W meczu ½ finału lepsza okazała się reprezentacja Argentyny. Albicelestes górowali nad reprezentacją Chorwacji w każdym aspekcie pokonując obecnych wicemistrzów świata 3-0.
Szczególnie udane zawody rozegrał Lionel Messi. Od początku był bardzo aktywny w ofensywie, ale często zbiegał też niżej, z dala od bramki przeciwnika, gdzie sprawnie dyrygował drużyną i rozdawał piłki niczym cukierki.
Reprezentacja Argentyny prowadziła ten mecz jakby tańczyła tango.
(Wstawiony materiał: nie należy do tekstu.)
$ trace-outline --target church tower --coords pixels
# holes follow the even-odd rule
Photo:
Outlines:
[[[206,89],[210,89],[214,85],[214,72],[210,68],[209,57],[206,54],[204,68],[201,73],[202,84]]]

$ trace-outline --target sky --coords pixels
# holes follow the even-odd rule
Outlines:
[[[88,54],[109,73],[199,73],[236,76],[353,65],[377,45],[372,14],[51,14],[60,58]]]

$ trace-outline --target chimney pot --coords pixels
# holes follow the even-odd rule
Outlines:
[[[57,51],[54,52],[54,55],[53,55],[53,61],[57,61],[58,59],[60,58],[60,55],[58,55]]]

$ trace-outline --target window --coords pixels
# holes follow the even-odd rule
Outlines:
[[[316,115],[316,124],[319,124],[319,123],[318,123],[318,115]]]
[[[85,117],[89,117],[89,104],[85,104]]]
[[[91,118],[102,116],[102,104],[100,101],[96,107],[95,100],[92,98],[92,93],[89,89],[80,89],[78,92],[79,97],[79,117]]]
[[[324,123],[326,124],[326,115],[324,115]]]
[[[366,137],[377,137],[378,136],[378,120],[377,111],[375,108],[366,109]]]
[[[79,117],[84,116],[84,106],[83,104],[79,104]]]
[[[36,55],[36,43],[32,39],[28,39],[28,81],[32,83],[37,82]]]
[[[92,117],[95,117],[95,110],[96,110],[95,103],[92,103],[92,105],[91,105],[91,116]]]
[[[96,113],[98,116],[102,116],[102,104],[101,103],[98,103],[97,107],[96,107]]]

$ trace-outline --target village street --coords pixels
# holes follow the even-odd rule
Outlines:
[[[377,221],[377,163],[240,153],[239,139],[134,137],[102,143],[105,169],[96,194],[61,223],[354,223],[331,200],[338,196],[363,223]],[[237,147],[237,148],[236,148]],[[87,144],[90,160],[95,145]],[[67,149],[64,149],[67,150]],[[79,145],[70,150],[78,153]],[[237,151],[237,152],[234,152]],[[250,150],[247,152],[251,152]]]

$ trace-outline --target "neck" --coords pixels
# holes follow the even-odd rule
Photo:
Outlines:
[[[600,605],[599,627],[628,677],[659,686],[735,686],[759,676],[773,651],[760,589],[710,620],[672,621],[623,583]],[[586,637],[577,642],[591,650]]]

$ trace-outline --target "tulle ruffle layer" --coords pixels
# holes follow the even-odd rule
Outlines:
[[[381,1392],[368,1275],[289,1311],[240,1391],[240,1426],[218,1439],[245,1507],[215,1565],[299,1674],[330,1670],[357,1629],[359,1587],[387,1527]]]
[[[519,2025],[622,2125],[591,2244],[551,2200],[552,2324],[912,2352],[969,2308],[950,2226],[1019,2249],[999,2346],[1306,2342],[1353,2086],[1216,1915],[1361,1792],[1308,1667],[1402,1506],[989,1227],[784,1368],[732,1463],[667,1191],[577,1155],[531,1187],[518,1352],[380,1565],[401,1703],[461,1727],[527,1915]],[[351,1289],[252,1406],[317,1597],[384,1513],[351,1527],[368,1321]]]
Najpierw zaczęła bardzo wolno i wydawało się, że podopieczni Lionela Scaloniego tracą środek pola na rzecz Chorwatów. Po 30 minutach ekipa z Ameryki Południowej wrzuciła wyższy bieg. Konkretnie wrzucił go Julian Alvarez, który po indywidualnej akcji wywalczył rzut karny. Do jedenastki podszedł Leo Messi. Kapitan wytrzymał wojnę nerwów i pewnym strzałem w okienko pokonał Dominika Livakovicia.
Finaliści ubiegłego mundialu grali odważnie, ale płacili za to wysokie frycowe. Rywale wykorzystywali wysokie ustawienie obrony i rzucali długie piłki. Po pierwszej strzelonej bramce Argentyńczycy poszli za ciosem. Po raz kolejny fenomenalnie zachował się Alvarez, który popisał się piłkarską bezczelnością. Snajper Manchesteru City zwiódł stoperów i podwyższył prowadzenie w 39. minucie.
Po przerwie Chorwaci próbowali atakować, jednak niewiele z tego wynikało. Argentyna kontrolowała przebieg spotkania i wyprowadzała groźne kontry. W 69. minucie fenomenalnym dryblingiem popisał się lider drużyny Messi, który wyłożył futbolówkę niezawodnemu Alvarezowi. Napastnik skompletował dublet i ustalił wynik meczu.
Należy również pochwalić strzelca dwóch bramek, bo to drugi bohater po kapitanie drużyny Argentyny. Mimo że odgrywa on w swoim klubie drugoplanową rolę, Julian Alvarez strzelił na tym turnieju już cztery gole. Jest drugi w klasyfikacji strzelców po Messim i Mbappe i na pewno można go uznać za odkrycie turnieju.
Argentyńczycy po ośmiu latach ponownie zagrają w finale Mistrzostw Świata. Wtedy lepsza okazała się reprezentacja Niemiec, która wygrała po bramce Mario Götzego w dogrywce. Wielu kibiców widziało wtedy łzy Leo Messiego, który bardzo przeżył tę porażkę. Teraz kluczowy zawodnik Albicelestes ma szansę zrewanżować się i dorównać Diego Maradonie. Lepszej okazji nie będzie.